The recent performance of Nvidia is an easy (and well-televised) example. As this article from Barron’s notes (the kiss of death?), as of the end of May, “the top three stocks in the S&P 500… made up 20% of the index for the first time” and 35% of the year-to-date performance of S&P 500 is courtesy of just one: Nvidia. As Torsten Sløk noted, “Such high concentration implies that if Nvidia continues to rise, then things are fine. But if it starts to decline, then the S&P 500 will be hit hard”. (Holders of XLK, take additional note.) The more optimistic version of “Live by the sword, die by the sword”?

The Pareto principle goes some way to explain retail sales as well. “US retail sales barely rose in May and prior months were revised lower, pointing to greater financial strain among consumers.” Beyond the glass half empty perspective, a commentator in this article noted that “the bulk of the action in terms of overall consumer spending occurs in the services component, not in retail sales” while the retail figures “largely reflect purchases of goods”. The bad news is that “Considering spending on services had been a major engine of consumption growth, such a decline [in the services component, i.e. spending at restaurants and bars] during the month that included the Memorial Day Holiday suggest consumers are feeling the effect of tightened budgets”.

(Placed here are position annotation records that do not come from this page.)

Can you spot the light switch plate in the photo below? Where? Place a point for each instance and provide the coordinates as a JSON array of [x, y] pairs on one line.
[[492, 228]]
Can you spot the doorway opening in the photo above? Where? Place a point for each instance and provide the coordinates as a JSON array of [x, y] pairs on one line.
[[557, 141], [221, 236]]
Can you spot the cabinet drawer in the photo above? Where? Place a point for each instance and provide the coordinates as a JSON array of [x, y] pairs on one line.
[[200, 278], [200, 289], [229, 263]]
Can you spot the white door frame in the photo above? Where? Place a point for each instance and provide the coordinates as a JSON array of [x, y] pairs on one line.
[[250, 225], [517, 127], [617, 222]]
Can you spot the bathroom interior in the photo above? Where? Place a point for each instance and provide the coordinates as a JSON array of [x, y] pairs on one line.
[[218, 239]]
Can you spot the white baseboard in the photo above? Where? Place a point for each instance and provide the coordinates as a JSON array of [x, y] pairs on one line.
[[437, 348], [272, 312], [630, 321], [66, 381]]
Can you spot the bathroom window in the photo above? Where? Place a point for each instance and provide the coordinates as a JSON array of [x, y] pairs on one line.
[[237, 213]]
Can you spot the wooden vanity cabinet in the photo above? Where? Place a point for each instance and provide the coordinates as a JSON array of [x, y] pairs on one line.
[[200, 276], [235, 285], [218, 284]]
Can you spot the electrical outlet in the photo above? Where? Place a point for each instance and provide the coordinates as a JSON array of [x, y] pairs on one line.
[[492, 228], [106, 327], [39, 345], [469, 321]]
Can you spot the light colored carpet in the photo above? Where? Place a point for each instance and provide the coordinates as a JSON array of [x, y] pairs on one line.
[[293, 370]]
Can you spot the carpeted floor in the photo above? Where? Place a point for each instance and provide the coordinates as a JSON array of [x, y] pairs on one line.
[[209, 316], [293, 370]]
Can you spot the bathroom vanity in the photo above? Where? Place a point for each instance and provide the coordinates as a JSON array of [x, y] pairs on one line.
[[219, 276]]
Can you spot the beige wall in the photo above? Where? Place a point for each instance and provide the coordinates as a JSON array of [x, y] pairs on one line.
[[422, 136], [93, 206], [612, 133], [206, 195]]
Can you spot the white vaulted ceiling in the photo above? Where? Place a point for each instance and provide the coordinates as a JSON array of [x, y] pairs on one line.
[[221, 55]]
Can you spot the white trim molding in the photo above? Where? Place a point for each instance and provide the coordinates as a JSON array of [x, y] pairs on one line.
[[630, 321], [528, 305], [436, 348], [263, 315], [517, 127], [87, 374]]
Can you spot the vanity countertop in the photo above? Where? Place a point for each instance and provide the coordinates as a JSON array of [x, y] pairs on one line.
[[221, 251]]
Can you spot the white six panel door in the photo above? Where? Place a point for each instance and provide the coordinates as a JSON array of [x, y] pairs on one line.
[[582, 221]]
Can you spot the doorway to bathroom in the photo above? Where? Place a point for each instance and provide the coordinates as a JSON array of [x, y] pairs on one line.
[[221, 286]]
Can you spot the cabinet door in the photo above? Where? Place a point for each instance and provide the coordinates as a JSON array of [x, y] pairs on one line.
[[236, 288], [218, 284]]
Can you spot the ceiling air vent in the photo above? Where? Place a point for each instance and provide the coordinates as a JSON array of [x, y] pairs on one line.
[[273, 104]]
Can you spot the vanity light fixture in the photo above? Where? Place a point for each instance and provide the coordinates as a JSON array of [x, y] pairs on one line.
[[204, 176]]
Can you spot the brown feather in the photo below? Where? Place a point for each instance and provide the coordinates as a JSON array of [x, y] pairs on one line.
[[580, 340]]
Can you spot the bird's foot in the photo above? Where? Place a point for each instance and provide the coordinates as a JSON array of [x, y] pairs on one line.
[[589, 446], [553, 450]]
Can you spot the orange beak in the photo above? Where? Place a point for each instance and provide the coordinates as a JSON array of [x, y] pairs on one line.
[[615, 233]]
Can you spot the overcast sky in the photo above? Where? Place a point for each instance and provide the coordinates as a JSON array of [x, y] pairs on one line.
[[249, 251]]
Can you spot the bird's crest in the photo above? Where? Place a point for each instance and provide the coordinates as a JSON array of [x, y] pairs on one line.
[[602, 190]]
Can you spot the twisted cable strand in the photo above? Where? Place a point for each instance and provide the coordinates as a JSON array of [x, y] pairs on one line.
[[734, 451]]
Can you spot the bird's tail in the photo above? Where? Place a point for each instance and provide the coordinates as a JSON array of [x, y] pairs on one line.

Finally, to housing, which, by way of reminder, is the business cycle. While we have often pointed out the dumpster fire in commercial real estate, up till now, the residential market has, for the most part, sailed serenely on. That seems to be changing. As this article notes, the latest data saw “Housing Permits and Starts Drift Lower”. Given the weakness in the market, highlighted by this article from Redfin, a pullback by builders might be a smart move. But if a “pullback” leads to lower labor demand and lower spending, how bullish equities should we be…? “We shall face whatever is coming to us.

P.S. High rates, i.e. lower prices for bonds, are apparently starting to hit the “friction zone” or “biting point” as Norinchukin Bank is making headlines after announcing “it would sell $63 billion of low-yielding US and European government bonds that had become unprofitable to hold”. Selling at a loss? Paging Mr. Taleb!